Tinha que pensar como usar o mesmo, resolvi
fazer uma bolsa de estudos, para jovens cantores, com futuro, assim poderiam se
dedicar completamente a serem músicos como eu dizia.
Depois andei vendendo propriedades que o
Otto tinha deixado, resolvi fazer o mesmo para jovens músicos, que almejavam
alguma coisa na vida.
A cada três anos, analisava o que tinham
aproveitado, dava mais bolsas.
Vendi o apartamento que vivíamos, era
imenso, ali tudo me lembrava do Otto, Tom, Norton, um dia me peguei sentado no
salão, como que conversando mentalmente com eles.

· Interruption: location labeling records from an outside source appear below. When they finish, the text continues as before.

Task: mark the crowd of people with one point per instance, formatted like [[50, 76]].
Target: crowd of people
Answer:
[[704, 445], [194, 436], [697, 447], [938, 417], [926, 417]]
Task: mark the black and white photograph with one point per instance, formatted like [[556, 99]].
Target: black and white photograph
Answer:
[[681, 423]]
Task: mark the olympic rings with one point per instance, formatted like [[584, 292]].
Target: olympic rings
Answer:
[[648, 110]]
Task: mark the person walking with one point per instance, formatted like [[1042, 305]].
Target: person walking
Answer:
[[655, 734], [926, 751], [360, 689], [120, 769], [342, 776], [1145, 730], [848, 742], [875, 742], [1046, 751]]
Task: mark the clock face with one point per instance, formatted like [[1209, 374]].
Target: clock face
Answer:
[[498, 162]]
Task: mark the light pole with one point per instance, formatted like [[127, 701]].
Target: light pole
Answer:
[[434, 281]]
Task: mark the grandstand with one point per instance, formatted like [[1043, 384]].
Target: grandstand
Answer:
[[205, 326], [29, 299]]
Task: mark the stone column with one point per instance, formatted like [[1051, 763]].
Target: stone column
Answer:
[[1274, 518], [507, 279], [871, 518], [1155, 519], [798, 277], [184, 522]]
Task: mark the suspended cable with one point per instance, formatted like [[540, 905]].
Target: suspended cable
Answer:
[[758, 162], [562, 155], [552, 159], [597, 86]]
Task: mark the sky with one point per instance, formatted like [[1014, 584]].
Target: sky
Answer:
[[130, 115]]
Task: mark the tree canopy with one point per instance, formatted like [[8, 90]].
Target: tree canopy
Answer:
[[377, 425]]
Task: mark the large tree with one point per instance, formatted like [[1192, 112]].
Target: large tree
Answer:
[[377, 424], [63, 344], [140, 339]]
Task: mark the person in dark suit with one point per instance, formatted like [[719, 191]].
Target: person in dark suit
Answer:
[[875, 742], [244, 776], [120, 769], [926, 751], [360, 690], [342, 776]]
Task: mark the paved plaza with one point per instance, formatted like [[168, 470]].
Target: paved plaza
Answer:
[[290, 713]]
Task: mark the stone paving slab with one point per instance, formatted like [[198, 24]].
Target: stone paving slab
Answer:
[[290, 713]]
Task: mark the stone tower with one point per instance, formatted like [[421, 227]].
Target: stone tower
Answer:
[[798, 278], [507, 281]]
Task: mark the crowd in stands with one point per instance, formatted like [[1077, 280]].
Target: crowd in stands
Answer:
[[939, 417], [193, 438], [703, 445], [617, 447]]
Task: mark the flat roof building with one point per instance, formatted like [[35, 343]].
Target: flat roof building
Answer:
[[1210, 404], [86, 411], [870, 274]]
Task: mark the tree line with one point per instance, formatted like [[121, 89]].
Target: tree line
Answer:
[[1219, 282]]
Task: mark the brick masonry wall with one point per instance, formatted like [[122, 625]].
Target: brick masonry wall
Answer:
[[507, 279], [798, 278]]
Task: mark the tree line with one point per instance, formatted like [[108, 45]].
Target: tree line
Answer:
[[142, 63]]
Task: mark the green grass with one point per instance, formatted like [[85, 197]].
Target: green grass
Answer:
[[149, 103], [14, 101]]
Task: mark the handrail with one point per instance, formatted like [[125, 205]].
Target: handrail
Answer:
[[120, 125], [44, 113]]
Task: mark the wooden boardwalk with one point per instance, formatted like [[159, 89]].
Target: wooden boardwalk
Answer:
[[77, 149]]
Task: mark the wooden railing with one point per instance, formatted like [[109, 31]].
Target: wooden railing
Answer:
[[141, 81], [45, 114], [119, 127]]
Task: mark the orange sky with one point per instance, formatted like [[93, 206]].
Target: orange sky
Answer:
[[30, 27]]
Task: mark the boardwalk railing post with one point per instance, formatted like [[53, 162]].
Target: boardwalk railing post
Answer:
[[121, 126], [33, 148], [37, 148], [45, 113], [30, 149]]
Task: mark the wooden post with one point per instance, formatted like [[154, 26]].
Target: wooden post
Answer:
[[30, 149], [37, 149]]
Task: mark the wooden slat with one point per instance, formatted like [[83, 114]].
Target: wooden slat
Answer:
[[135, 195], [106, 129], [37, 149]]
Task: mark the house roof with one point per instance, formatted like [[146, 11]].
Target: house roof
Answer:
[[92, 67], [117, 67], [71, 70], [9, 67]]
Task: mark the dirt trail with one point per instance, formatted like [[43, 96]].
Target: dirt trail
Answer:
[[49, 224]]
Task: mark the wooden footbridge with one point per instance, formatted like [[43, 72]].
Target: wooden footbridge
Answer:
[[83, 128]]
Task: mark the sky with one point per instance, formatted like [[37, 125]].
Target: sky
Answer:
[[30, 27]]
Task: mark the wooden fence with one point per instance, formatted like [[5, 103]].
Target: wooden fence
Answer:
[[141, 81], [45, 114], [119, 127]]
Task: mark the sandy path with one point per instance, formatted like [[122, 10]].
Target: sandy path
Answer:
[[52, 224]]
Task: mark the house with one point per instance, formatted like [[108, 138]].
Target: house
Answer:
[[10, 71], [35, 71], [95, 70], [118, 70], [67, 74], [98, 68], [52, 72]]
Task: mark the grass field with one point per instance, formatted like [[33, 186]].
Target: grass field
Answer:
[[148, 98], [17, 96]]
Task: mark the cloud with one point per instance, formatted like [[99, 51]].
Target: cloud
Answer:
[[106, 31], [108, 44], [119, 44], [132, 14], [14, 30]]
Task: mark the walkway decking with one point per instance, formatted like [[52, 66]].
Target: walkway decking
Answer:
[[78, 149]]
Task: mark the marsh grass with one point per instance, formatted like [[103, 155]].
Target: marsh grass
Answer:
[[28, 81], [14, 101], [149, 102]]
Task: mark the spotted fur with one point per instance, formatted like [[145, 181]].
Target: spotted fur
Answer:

Me dei conta da minha idade, queria
aproveitar, nunca tinha vivido nada além da música, mal conhecia as cidades
aonde tinha atuado, mas gostava mesmo era de estar na casa da praia, resolvi
fui viver lá.
Um dia esbarrei com o rapaz que tinha
ajudado, agora vivia outra vez com seus pais, sua carreira tinha ido a merda
por causa das drogas.
Volta e meia aparecia lá em casa, pedindo
dinheiro, fui falar com o chefe de polícia, pois ele chegava a me ameaçar.
Fiquei amigo do mesmo, saímos para comer, éramos
até parecido, um dia conversando, descobri que sua mãe tinha trabalhado para o
Otto também, tinha sido ele que tinha conseguido essa casa para ele.
Quando o rapaz tentou me matar,
completamente drogado, foi preso, pois o fez na frente do chefe de Polícia, nem
se tocou que eu não estava sozinho, ficou gritando que eu tinha abusado
sexualmente dele.
Contei para o policial, que ele tinha se
insinuado para o Norton, mas claro já na época, tinha idade para ser seu pai.
Voltei para Berlin, não soube mais dele,
ainda pensei, agora lá vão estar todos pensando isso.
Mas no verão fui outra vez, agora
definitivamente, só teria que voltar a Berlin dentro de algum tempo para
exames, o que eu gostei era que a amizade que tinha com o chefe de polícia,
seguiu intacta.
Um belo dia se declarou para mim, tínhamos
a mesma idade, os dois de cabelos brancos, lhe disse que adorava o ter como
amigo, amar era outra coisa, seguimos em frente com nossa amizade, as vezes me
indica alguém que eu posso ajudar, mas vem sempre jantar comigo, depois ficamos
escutando músicas, as vezes dorme no outro quarto, mas nunca quis tentar nada,
sei que ainda acordo de madrugada procurando o Norton, isso não quero mudar.